But maybe, despite its devastating subject, they will come to Iris for the stunning performances by Judi Dench, Jim Broadbent, Kate Winslet (all three Oscar-nominated) and Hugh Bonneville.

The film recounts both the last years and the courting days of unlikely literary couple Murdoch and John Bayley. The young Murdoch was sexually adventurous, bisexual and supremely confident, while Bayley was sexually naive, shy and socially awkward.

Director Richard Eyre, who with Charles Wood wrote the script based on Bayley’s memoirs, cuts back and forth between present and past, between Dench and Broadbent playing the elderly couple, and Winslet and Bonneville as their younger selves.

Dench is riveting as the increasingly confused writer. It’s a wonderfully bare-bones turn, a performance that eschews fireworks and simply, sadly unfolds as Murdoch slowly slips away.

It’s through Broadbent’s flappable academic, who up until Murdoch’s illness was dependent on her to keep him grounded and functioning, that we get a sense of Murdoch’s personality. His almost childlike efforts at convincing their friends — and himself — that her spirit is alive inside the seemingly empty vessel she’s become are heartbreaking.

Veterans Dench and Broadbent make their difficult roles look effortless, while Winslet and Bonneville have easier, and yet much more interesting, parts to play. The young Murdoch, who has her pick of lovers, partners or husbands, chooses Bayley — and we crave to know why. That’s the crux of this love story, and I wish more of the film had focused on their fledgling courtship.

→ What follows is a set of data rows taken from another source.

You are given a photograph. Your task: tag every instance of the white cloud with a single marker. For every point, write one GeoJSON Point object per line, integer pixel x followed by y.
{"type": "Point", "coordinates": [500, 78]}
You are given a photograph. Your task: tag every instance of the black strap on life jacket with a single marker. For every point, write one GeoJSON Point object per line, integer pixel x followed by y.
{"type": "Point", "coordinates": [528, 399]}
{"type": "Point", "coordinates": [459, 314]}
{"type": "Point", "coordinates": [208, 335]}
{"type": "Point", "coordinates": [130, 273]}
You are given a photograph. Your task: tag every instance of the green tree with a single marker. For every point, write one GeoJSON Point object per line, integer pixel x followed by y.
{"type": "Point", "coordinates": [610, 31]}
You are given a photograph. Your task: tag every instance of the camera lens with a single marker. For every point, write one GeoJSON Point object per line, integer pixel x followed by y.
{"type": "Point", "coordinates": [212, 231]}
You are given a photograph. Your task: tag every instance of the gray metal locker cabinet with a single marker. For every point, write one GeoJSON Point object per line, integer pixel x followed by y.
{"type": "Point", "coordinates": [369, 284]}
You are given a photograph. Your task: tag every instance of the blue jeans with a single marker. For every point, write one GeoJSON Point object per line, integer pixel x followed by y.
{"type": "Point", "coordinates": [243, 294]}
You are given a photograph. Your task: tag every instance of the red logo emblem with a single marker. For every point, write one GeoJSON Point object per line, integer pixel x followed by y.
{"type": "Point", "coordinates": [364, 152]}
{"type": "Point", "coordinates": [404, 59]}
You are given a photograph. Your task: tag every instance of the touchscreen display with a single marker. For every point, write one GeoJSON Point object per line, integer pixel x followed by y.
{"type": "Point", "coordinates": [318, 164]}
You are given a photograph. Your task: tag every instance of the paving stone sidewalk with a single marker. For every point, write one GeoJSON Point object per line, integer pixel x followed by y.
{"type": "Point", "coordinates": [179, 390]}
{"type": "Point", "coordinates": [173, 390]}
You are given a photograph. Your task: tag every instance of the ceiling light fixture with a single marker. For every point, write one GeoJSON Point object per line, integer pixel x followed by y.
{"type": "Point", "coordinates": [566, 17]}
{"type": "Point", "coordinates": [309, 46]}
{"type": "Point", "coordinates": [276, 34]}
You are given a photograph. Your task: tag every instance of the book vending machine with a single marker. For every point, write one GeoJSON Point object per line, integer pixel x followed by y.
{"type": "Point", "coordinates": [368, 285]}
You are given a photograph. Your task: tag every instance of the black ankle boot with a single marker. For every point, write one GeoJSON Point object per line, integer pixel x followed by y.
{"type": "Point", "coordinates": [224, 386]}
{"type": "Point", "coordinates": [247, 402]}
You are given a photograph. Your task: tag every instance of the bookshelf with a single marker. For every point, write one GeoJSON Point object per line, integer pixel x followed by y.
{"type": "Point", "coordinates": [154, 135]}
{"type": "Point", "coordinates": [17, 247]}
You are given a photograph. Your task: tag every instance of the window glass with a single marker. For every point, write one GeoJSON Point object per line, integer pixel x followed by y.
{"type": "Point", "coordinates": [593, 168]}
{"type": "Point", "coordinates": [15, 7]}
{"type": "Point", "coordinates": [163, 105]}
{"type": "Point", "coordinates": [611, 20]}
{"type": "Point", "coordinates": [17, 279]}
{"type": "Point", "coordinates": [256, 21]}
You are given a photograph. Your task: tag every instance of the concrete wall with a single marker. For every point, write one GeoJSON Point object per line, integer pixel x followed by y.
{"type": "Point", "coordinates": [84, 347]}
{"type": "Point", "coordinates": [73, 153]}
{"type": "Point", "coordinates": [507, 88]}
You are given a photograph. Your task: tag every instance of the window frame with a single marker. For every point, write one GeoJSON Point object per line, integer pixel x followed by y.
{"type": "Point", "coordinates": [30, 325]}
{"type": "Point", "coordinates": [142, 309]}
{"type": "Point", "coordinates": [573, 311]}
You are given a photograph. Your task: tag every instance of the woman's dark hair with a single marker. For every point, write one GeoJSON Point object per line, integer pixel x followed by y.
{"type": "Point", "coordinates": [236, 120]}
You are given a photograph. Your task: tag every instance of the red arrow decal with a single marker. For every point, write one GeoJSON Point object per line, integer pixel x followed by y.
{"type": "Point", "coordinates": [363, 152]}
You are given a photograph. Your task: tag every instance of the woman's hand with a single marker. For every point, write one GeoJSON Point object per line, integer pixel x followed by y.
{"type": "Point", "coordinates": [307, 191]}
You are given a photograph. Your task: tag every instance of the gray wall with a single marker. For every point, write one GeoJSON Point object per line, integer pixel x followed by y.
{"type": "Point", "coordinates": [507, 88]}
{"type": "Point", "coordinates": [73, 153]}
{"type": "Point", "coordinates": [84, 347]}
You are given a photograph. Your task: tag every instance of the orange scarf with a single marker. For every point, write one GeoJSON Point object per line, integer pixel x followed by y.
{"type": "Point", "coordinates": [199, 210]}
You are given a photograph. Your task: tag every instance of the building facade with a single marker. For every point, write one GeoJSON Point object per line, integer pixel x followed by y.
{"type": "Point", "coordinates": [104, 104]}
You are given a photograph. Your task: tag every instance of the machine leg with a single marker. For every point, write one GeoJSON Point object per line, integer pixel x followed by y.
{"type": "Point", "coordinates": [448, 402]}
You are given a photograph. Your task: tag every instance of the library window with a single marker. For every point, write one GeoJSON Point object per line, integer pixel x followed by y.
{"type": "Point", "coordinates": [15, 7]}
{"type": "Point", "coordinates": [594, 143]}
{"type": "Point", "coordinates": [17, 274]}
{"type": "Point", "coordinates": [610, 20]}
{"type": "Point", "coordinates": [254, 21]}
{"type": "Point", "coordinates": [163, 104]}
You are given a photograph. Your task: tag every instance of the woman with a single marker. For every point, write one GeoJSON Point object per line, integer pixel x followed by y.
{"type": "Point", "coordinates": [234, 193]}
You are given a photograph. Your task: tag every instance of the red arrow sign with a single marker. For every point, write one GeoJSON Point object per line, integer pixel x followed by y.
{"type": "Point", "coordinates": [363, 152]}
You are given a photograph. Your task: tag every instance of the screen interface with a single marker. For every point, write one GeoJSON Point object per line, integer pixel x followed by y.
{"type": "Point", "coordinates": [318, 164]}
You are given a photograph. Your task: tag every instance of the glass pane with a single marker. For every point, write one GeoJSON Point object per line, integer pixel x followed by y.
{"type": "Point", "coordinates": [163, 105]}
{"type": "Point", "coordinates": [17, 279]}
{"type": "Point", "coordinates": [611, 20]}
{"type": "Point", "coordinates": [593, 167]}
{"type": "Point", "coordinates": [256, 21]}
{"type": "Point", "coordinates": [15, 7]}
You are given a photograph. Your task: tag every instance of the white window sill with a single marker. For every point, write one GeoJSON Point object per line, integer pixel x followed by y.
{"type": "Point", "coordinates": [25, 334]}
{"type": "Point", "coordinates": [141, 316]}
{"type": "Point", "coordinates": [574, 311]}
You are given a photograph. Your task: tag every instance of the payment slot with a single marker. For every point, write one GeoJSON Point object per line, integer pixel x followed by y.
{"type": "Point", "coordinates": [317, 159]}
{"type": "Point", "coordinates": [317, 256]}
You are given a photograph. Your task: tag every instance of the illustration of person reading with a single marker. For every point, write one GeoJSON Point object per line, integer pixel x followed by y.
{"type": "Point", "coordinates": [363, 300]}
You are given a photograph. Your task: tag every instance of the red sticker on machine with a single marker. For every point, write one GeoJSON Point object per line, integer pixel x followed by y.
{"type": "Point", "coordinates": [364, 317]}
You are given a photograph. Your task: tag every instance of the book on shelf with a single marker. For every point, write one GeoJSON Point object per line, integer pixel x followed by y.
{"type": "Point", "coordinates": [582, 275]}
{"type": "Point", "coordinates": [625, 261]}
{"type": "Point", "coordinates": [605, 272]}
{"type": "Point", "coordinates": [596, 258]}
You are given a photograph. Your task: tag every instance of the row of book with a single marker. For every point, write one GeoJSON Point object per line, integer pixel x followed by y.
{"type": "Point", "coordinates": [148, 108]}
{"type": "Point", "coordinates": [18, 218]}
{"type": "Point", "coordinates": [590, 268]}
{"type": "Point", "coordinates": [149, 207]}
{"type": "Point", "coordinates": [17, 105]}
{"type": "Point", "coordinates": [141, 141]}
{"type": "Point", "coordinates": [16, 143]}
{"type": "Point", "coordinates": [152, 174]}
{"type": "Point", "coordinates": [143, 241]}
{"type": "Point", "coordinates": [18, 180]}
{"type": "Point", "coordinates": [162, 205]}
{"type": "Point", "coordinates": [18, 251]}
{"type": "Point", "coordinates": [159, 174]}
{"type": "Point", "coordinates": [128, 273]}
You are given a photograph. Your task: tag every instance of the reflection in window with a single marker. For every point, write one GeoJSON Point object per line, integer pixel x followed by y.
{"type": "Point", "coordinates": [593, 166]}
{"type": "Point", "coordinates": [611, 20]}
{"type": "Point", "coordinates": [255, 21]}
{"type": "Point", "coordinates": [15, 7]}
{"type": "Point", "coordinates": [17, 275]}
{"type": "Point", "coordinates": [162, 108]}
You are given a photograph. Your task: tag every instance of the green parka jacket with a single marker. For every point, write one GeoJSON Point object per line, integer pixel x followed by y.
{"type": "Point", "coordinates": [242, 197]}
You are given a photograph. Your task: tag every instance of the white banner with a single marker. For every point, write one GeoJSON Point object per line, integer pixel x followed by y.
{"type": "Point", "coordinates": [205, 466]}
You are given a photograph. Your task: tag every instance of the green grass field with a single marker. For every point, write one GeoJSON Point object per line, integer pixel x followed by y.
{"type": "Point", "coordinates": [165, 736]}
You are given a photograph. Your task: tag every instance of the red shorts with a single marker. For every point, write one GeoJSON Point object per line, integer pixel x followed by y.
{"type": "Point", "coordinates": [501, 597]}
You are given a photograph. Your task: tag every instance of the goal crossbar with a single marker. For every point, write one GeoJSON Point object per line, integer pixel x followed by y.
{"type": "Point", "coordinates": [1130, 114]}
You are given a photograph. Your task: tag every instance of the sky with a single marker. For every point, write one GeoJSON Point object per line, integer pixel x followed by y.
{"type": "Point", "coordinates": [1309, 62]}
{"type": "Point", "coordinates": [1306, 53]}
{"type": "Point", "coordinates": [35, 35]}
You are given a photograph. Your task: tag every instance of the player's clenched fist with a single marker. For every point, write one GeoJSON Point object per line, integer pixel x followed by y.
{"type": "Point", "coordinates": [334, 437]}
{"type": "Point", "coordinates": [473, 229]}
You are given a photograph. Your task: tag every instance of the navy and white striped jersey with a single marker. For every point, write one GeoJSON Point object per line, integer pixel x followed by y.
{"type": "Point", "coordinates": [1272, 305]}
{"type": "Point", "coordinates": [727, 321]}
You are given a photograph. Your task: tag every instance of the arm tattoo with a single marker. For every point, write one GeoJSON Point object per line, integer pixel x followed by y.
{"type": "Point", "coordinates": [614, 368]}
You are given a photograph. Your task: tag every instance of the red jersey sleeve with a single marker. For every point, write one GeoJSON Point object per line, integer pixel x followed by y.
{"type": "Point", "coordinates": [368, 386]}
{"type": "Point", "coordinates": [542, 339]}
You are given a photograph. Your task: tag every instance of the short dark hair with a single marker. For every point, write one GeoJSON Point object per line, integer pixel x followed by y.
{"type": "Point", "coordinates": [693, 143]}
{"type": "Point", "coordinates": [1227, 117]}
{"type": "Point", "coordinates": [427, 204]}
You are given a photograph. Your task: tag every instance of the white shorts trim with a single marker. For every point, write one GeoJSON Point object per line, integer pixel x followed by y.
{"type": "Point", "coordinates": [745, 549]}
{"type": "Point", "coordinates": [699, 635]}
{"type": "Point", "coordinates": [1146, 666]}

In most ways, Murdoch takes on the traditionally male role in the relationship. She’s sexually experienced and insists on her right to determine her own lifestyle Bayley’s virgin status and desire to marry for security is stereotypically female behaviour for the period. In real life, it’s interesting to note, Bayley never found Murdoch pretty and at first sight thought he had a chance with her since no other man would want her.

It’s a refreshing change to see a woman calling the shots. Of course, once she falls for him she’s no more in control of her emotions than Bayley. That’s the power of love — its ability to bring two people to an equal, if joyously unbalanced, footing.